Sedianya, Cavusoglu akan mengisi acara kampanye referendum Turki di Rotterdam di mana Turki akan memutuskan akan memperpanjang kepemimpinan Erdogan atau tidak.
Belanda memang menjadi 'rumah' bagi sekitar 400 ribu warga Turki, baik yang bersekolah maupun bekerja.
"Mereka (Belanda) pasti akan membayar perlakukan mereka ini. Belanda harus belajar apa itu diplomasi. Kami akan mengajarkan mereka diplomasi internasional," tegas Erdogan, seperti dikutip Telegraph, Senin 13 Maret 2017.
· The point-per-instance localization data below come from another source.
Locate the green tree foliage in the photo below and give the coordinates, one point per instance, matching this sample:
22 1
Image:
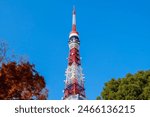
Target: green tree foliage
21 81
131 87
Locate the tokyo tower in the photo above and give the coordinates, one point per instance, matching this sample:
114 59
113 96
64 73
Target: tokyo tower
74 83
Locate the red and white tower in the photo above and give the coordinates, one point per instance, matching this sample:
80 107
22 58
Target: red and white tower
74 83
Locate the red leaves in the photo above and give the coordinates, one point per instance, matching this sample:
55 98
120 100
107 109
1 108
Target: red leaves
21 81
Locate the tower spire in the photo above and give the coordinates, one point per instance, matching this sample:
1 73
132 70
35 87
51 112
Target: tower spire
74 83
74 19
74 30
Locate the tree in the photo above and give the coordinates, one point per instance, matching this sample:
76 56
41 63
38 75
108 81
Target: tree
21 81
131 87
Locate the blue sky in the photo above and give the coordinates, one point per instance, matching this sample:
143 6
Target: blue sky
114 35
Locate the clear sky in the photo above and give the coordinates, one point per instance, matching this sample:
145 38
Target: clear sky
114 35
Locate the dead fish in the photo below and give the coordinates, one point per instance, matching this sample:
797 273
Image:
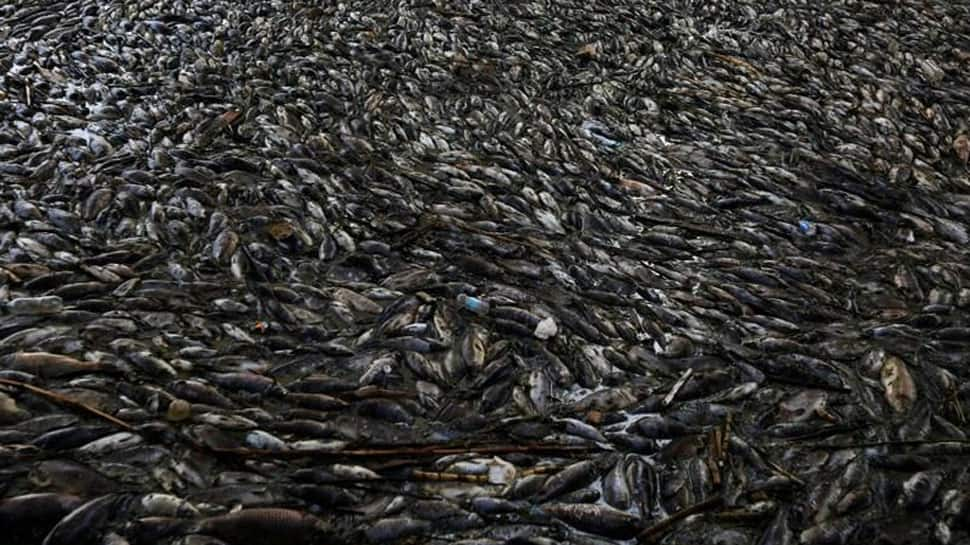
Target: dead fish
30 517
264 526
596 519
899 385
47 365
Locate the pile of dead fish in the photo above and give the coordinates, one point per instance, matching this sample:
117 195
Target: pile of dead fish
538 272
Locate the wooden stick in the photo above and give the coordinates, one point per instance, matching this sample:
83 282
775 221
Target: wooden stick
411 452
64 400
647 535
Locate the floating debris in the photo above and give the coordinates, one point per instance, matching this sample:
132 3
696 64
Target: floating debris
484 273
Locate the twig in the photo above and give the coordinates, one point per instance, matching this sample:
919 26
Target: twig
414 452
64 400
647 535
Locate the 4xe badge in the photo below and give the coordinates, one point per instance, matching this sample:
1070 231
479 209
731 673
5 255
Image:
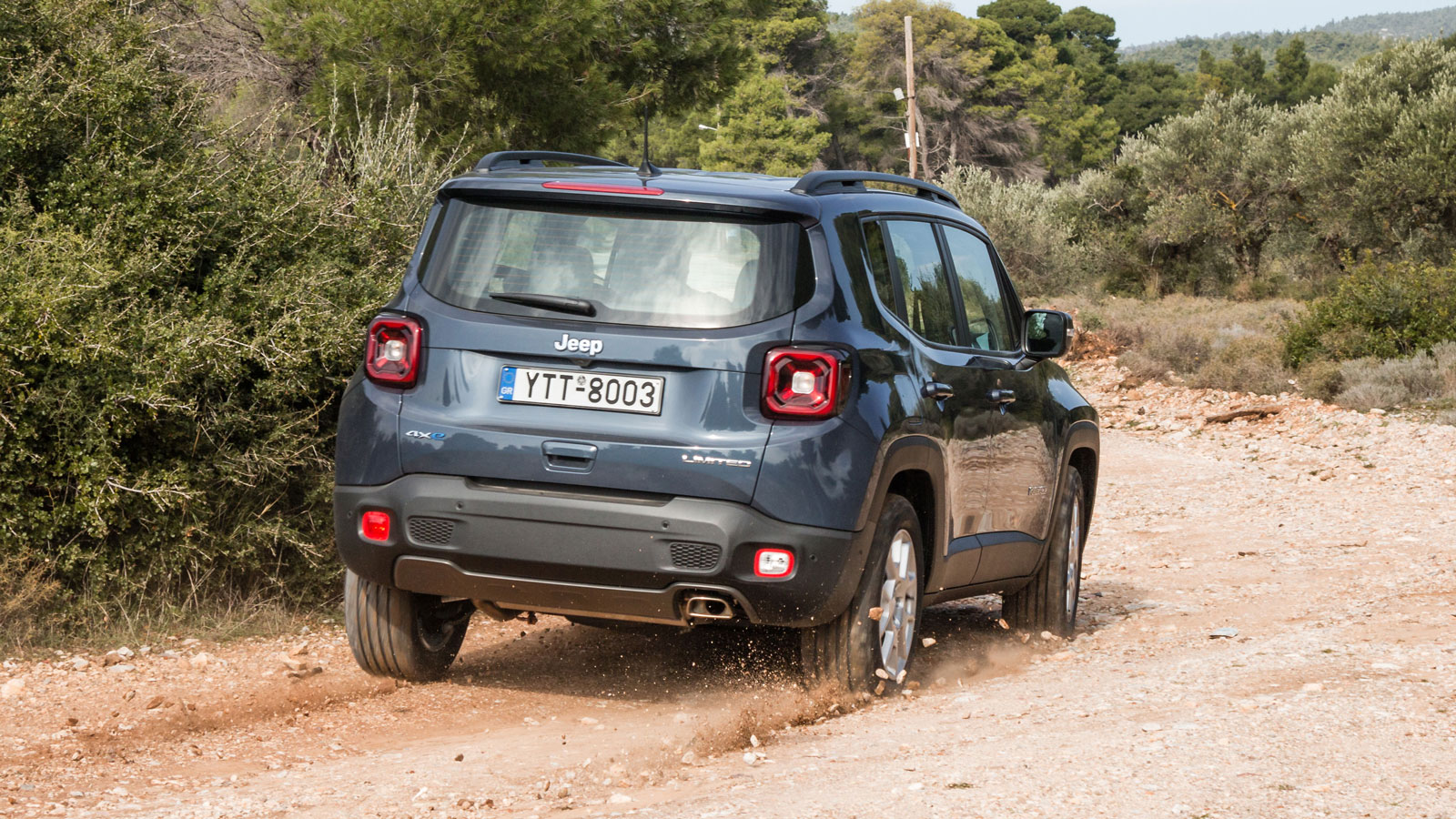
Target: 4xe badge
568 344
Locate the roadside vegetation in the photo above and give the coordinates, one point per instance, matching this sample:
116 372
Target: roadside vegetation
200 206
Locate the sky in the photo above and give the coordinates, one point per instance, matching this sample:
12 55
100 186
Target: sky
1152 21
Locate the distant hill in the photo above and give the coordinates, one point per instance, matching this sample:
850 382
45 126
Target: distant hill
1324 46
1411 25
1339 41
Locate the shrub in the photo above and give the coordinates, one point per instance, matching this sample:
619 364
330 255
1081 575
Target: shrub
1400 382
1251 363
1382 309
1208 343
1321 379
1023 219
178 314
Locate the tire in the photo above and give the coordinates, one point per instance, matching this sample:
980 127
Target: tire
402 634
1050 601
849 651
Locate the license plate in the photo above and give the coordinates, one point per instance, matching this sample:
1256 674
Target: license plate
582 390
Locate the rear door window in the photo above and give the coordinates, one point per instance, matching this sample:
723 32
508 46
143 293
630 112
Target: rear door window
635 268
928 308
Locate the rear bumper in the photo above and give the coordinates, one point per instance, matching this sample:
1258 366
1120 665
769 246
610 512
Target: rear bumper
613 554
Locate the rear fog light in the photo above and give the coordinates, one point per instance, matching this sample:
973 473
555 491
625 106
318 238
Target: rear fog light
774 562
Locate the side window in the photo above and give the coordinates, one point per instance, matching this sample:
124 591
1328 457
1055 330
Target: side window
928 308
880 264
980 292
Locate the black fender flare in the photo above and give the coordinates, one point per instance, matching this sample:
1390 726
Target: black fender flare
1081 435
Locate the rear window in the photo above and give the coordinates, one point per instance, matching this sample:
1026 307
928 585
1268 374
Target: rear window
635 268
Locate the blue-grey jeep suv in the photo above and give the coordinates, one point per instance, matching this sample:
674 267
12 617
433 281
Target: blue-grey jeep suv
696 398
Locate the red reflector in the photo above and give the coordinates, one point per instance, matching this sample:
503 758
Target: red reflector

Erdogan bahkan menyebut Belanda adalah sisa-sisa dari Nazi. "Hanya jenis rezim tertentu yang melarang seorang menlu mendarat di negara mereka," ujarnya lagi.
Selain melarang Cavosoglu mendarat di Rotterdam, Pemerintah Belanda juga melarang Menteri Sosial Turki, Fatma Betul Sayan Kaya untuk memasuki Konsulat Turki di Belanda sebelum ia mengunjungi Jerman.
Sementara itu, kepolisian Belanda dilaporkan menggunakan gas air mata untuk membubarkan ratusan pengunjuk rasa yang berdemo di depan Konsulat Turki di Rotterdam.
Beberapa pengunjuk rasa bahkan dipukuli oleh polisi saat pengunjuk rasa yang lain melempari polisi dengan botol dan batu.
Erdogan memang mencari dukungan dari sebagian besar warga Turki di Belanda dan Jerman untuk membantu meraih kemenangannya bulan depan dalam referendum Turki.
Namun, Negara Tulip tersebut terang-terangan menolak gelaran kampanye yang akan dipimpin Cavosoglu karena dianggap akan menimbulkan ketegangan di tengah masyarakat.